Adalah Now Again Records, label independen tenar dan berpengaruh asal Amerika yang berada dibalik antologi ini. Now Again milik Eothen Alapat a.k.a Egon ini merilis 20 lagu dari berbagai grup tua seperti: Panbers, Koes Plus, Ivo’s, The Brims, Terenchem, Rollies, Ariesta Birawa, Benny Soebarja and Lizard, dll. Produk yang dikerjakan pada format yang sudah langka, piringan hitam, bisa dibilang “peninggalan berharga” dari budaya pop Indonesia berupa antologi perjalanan musik rock Indonesia dari tahun 1970-1978.

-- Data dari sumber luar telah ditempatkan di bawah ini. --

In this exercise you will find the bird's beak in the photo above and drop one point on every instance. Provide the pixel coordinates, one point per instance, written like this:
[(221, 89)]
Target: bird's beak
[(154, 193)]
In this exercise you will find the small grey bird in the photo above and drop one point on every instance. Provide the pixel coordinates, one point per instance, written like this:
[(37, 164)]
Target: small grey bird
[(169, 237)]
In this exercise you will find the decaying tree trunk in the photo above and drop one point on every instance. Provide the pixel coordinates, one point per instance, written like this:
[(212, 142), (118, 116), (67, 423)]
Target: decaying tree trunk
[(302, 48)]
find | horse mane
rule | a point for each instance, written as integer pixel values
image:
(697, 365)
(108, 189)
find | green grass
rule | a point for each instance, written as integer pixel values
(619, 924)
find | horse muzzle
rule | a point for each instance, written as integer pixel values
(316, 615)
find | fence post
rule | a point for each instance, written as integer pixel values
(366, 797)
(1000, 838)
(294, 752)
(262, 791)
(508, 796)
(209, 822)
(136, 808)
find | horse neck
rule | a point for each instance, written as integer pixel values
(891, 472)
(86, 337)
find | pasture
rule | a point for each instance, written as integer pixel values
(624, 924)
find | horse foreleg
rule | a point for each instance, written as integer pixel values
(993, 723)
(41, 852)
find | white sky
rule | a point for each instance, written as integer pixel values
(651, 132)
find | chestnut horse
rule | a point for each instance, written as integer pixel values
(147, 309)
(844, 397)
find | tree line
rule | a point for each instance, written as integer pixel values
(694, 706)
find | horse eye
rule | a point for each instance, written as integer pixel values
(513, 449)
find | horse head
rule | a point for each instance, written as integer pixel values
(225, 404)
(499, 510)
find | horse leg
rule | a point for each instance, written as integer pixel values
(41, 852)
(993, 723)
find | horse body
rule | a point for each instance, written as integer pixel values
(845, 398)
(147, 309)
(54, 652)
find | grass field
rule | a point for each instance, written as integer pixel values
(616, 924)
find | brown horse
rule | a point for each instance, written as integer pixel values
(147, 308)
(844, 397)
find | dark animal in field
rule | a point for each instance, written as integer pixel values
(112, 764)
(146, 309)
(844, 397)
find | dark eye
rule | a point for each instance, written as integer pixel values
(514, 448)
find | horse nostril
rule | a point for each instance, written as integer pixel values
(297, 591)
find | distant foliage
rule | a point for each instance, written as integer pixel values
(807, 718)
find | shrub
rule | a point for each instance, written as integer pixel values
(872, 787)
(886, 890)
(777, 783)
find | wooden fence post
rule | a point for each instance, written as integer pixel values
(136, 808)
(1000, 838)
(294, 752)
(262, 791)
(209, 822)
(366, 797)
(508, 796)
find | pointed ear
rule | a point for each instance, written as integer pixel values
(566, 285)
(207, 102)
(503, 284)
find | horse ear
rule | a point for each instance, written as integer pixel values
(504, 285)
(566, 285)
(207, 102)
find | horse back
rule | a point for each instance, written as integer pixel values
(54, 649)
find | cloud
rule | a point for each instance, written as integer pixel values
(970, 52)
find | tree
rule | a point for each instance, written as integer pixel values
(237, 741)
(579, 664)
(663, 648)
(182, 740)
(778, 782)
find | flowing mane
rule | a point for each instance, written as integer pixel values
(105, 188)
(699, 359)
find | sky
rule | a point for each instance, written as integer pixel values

Ada beberapa pihak yang cukup berkontribusi dalam lahirnya antologi ini. Diantaranya Winbert Hutahaean, seorang diplomat Indonesia yang bekerja di KJRI Toronto, Kanada. Seperti yang diceritakan Winbert di reviewnya yang ia rilis di situs Youtube, ia yang juga kolektor vinyl itu sudah sejak lama berkorespodensi dengan seorang DJ hip-hop asal Kanada Jason “Moss” Connoy yang juga menjadi kurator untuk antologi ini. Winbert sering mengirim berbagai rilisan musik dari Deddy Dores, Superkid, Harry Roesli, (6 album), Koes Plus, Kembar group, C Blues, Panbers, Rhoma Irama, Fariz RM, Deddy Stanza, Pattie Sisters, AKA, Paramour, Manfill’s. Namun, ternyata Moss yang memiliki koneksi kuat dengan Egon yang juga general manager Stone Throw Records itu lebih tertarik dengan talenta-talenta rock-psikadelik Indonesia yang dirilis pada dekade 60 hingga 70′an.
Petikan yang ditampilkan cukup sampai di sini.